Doğan Heper
TRAFİĞE Batı'da verilen önem ABD'deki bir mahkeme kararı nedeniyle bir kez daha tescillendi.
Alkollü araç kullanırken iki kişinin ölümüne neden olan sürücü müebbet hapse mahkum edildi.
Taze bir trafikzede olarak haber benim için ayrıca önem taşıyor.
Çünkü o canavarın eline düşenlerin neler çektiğini ben artık yalnız teorik olarak değil pratik olarak da biliyorum.
Şu anda bu satırları yazmaya çalışan elimin her kıpırdayışında o canavarın dişlerinin ta yüreğime kadar girdiğini hissediyorum.
* * *
BİZİM konuya daha sonra döneriz.
Önemli olan Türkiye'nin, Türk demokrasisinin kazaya uğramaması.

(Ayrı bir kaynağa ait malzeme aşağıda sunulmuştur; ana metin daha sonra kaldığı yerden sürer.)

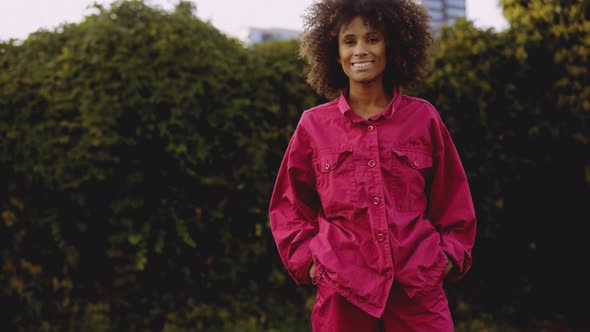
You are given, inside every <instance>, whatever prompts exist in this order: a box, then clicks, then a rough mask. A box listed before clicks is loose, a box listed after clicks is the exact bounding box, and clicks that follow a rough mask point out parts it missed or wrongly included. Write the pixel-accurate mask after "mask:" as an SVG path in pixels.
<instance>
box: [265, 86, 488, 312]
mask: <svg viewBox="0 0 590 332" xmlns="http://www.w3.org/2000/svg"><path fill="white" fill-rule="evenodd" d="M269 214H270V223H271V229H272V233H273V236H274V238H275V241H276V244H277V247H278V251H279V254H280V256H281V259H282V261H283V263H284V265H285V266H286V268H287V270H288V271H289V273H290V275H291V276H292V277H293V279H294V280H295V281H296V282H297V284H308V283H310V282H311V279H310V277H309V268H310V266H311V264H312V262H316V266H317V271H318V275H319V276H320V277H321V278H323V279H324V280H325V281H326V282H327V283H328V284H329V285H331V286H332V287H333V288H334V289H335V290H336V291H337V292H338V293H339V294H341V295H342V296H344V297H345V298H346V299H348V300H349V301H350V302H351V303H353V304H355V305H357V306H358V307H360V308H361V309H363V310H364V311H366V312H367V313H369V314H371V315H373V316H375V317H380V316H381V315H382V313H383V310H384V307H385V303H386V301H387V296H388V294H389V291H390V289H391V286H392V284H393V282H394V280H395V281H397V282H399V284H400V285H401V286H402V287H403V288H404V290H405V291H406V292H407V294H408V295H409V296H410V297H412V298H415V299H418V298H419V297H420V296H422V295H425V294H427V293H428V292H429V290H431V289H432V287H434V285H436V284H437V282H438V281H440V279H441V278H442V276H443V271H444V267H445V265H446V262H447V256H448V257H450V259H452V261H453V262H454V264H455V268H454V269H453V271H452V272H451V274H450V275H449V276H448V278H451V279H459V278H461V277H462V276H463V275H464V274H465V273H466V272H467V271H468V270H469V268H470V266H471V249H472V247H473V243H474V239H475V227H476V220H475V211H474V208H473V202H472V199H471V194H470V192H469V187H468V183H467V178H466V175H465V171H464V170H463V167H462V164H461V161H460V159H459V155H458V154H457V151H456V149H455V146H454V144H453V141H452V139H451V137H450V135H449V132H448V131H447V129H446V127H445V125H444V124H443V122H442V120H441V118H440V116H439V114H438V112H437V111H436V109H435V108H434V107H433V106H432V105H431V104H430V103H428V102H426V101H424V100H422V99H419V98H415V97H410V96H405V95H402V94H401V93H399V92H398V91H397V90H396V91H395V92H394V96H393V98H392V100H391V103H390V104H389V106H388V107H387V109H386V110H385V111H384V112H383V113H381V114H378V115H376V116H374V117H372V118H370V119H368V120H365V119H363V118H361V117H359V116H358V115H356V114H355V113H354V112H352V111H351V109H350V106H349V104H348V102H347V100H346V98H345V97H344V94H342V95H341V96H340V98H339V99H336V100H333V101H331V102H328V103H326V104H323V105H319V106H317V107H314V108H311V109H309V110H307V111H305V112H304V113H303V115H302V116H301V119H300V121H299V124H298V125H297V128H296V130H295V132H294V133H293V136H292V138H291V141H290V142H289V146H288V148H287V151H286V153H285V156H284V159H283V162H282V164H281V167H280V169H279V172H278V175H277V179H276V183H275V187H274V191H273V194H272V198H271V203H270V209H269Z"/></svg>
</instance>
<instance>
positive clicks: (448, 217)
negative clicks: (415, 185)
mask: <svg viewBox="0 0 590 332" xmlns="http://www.w3.org/2000/svg"><path fill="white" fill-rule="evenodd" d="M434 127H435V128H434V130H433V132H434V134H435V135H436V136H437V137H435V139H436V142H437V143H438V144H437V146H436V147H435V153H434V162H433V166H434V170H433V177H432V183H431V188H430V200H429V206H428V217H429V219H430V221H431V222H432V223H433V225H434V226H435V227H436V229H437V230H438V231H439V232H440V234H441V246H442V249H443V251H444V252H445V253H446V254H447V256H449V257H450V259H451V260H452V261H453V262H454V268H453V270H452V271H451V272H450V273H449V275H448V276H447V279H448V280H458V279H461V278H462V277H463V276H464V275H465V273H467V271H468V270H469V268H470V267H471V264H472V257H471V249H472V248H473V243H474V241H475V233H476V217H475V209H474V207H473V201H472V198H471V193H470V190H469V185H468V183H467V176H466V174H465V171H464V169H463V165H462V163H461V160H460V158H459V154H458V153H457V150H456V148H455V145H454V143H453V141H452V139H451V136H450V134H449V132H448V130H447V128H446V127H445V125H444V124H443V122H442V120H441V119H440V117H439V116H438V113H437V117H436V121H435V123H434Z"/></svg>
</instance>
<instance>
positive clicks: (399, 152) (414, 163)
mask: <svg viewBox="0 0 590 332" xmlns="http://www.w3.org/2000/svg"><path fill="white" fill-rule="evenodd" d="M391 153H392V159H391V164H390V171H391V176H392V178H391V181H389V187H390V190H391V192H392V194H393V203H394V206H395V208H396V210H398V211H403V212H408V211H419V210H425V209H426V207H427V203H428V196H427V195H428V193H427V192H426V190H427V183H428V182H429V180H430V177H431V176H432V148H430V147H428V146H411V147H405V146H404V147H394V148H392V149H391Z"/></svg>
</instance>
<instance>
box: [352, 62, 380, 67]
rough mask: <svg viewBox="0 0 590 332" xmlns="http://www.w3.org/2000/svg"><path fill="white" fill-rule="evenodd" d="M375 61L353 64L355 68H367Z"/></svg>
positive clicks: (362, 62) (353, 66) (363, 62)
mask: <svg viewBox="0 0 590 332" xmlns="http://www.w3.org/2000/svg"><path fill="white" fill-rule="evenodd" d="M374 62H375V61H365V62H355V63H353V64H352V66H353V67H355V68H365V67H368V66H370V65H372V64H373V63H374Z"/></svg>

Ama şu yatar günlerimde de izlediğim kadarıyla Türkiye yönetim olarak bataklıkta çırpınan sineğe döndü.
Boğuldu, boğulacak...
Ne iktidar, iktidar.
Ne muhalefet, muhalefet.
Ne Meclis, Meclis.
Ne yürütme...
Ne yargı...
Türkiye'nin dişlileri dağılmış, toparlayacak kabiliyette ustalar yok.
* * *
NE oldu Milli Güvenlik Kurulu kararları?
Bunlar genel arzunun ifadesi, çağdaş yolun gereği değil miydi?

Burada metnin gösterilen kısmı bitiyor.